Netanyahu mentioned the attacks of the last days, using them to highlight the importance of Israel's security needs. Netanyahu said that Israel would not allow terrorists to block the path to Middle East peace. Any peace deal, he declared, must be one that guarantees security.

"Peace does not sit well with the idea that you drive down a road and a firing squad guns you down," Netanyahu was quoted as having told Obama during their two-hour meeting.

The prime minister spoke of the need for a "historic compromise."

"The Jewish people are no strangers in our homeland, the land of our forefathers," he said. "But we recognize that another people share this land with us.
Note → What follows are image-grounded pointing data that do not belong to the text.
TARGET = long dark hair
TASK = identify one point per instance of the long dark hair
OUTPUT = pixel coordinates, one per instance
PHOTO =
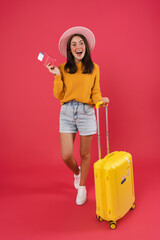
(87, 64)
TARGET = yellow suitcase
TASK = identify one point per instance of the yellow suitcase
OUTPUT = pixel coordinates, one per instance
(114, 183)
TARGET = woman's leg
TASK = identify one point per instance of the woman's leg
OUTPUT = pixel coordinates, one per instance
(67, 141)
(85, 146)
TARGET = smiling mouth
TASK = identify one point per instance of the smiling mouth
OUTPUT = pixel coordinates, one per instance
(78, 53)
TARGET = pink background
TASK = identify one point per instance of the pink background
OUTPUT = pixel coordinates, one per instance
(37, 196)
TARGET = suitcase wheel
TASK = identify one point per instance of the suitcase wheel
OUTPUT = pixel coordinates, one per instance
(133, 206)
(113, 225)
(99, 218)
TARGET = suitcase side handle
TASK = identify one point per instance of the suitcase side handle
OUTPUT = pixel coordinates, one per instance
(98, 105)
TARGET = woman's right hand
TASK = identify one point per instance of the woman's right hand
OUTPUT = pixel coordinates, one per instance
(52, 69)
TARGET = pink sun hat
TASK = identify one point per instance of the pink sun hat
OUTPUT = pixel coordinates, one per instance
(79, 30)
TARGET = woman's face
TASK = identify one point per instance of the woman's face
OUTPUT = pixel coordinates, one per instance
(78, 48)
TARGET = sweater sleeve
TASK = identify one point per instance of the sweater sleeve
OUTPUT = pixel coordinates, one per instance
(58, 89)
(96, 92)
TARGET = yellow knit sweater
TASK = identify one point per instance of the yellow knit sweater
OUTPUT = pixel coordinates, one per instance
(81, 87)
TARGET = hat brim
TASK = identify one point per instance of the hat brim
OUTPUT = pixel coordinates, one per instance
(79, 30)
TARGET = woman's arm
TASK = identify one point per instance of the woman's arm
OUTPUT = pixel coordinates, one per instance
(96, 92)
(58, 89)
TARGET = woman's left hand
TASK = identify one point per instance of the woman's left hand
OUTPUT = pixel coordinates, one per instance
(105, 101)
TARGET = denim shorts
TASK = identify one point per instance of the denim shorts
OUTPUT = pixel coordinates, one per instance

And I came here today to find a historic compromise that will enable both peoples to live in peace, security and dignity," Netanyahu said.

Addressing Abbas directly, the prime minister said that "If we work together, we can take advantage of the great benefits afforded by our unique place under the sun. Our geography, history, culture, climate and the talents of our peoples can create unprecedented opportunities in tourism, trade, industry, energy, water and so much more."

Peace "must also be defended against its enemies," Netanyahu said. "We want the skyline of the West Bank to be dominated by apartment towers, not missiles. We want the roads of the West Bank to flow with commerce, not terrorists. We left Lebanon, we got terror. We left Gaza, we got terror. We want to ensure that territory we concede will not be turned into a third Iranian sponsored terror enclave aimed at the heart of Israel."

"President Abbas, we cannot erase the past," Netanyahu said. "But it is within our power to change the future. Thousands of years ago, on the very hills where Israelis and Palestinians live today, the Jewish prophet Isaiah and the other prophets of my people envisioned a lasting peace for all mankind."

"Let today be a first step, however small, in our joint effort to realize that vision," he said.

Egypt's Mubarak also addressed the White House ahead of the joint dinner. Speaking in Arabic with a simultaneous translator, Mubarak called on Israel to freeze settlement activity and "seize the opportunity" for peace.

Mubarak called Israeli settlement-building in Palestinian territories contrary to international law, adding that failure to achieve peace between Israel and the Palestinians has generated great frustration among the populace of the region.

Abbas also addressed the White House, condemning the latest spate of violence against Israelis in the West Bank. He pledged to "spare no effort" to reach a peace agreement with the Israelis.

"We do not want at all that any blood be shed," Abbas said, adding that a comprehensive peace should correct historical injustices.

Abbas reiterated the Palestinian demand for a freeze on all Israeli settlements construction on land the Palestinians seek for a future state, including East Jerusalem.

Jordan's king, who also spoke, called on the Israelis and Palestinians to move quickly to address the most difficult obstacles in achieving a final peace settlement.

Abdullah warned that the negotiations must produce results.

"Time is not on our side," he said, adding that achieving a deal within the one-year goal would require "sparing no effort in addressing all final status issues."

Obama maintained that final status issues must be on the table, including establishing borders of a Palestinian state, the Palestinian demands for the right of Arab refugees to return to Israel, and the future of Jerusalem and Israeli settlements.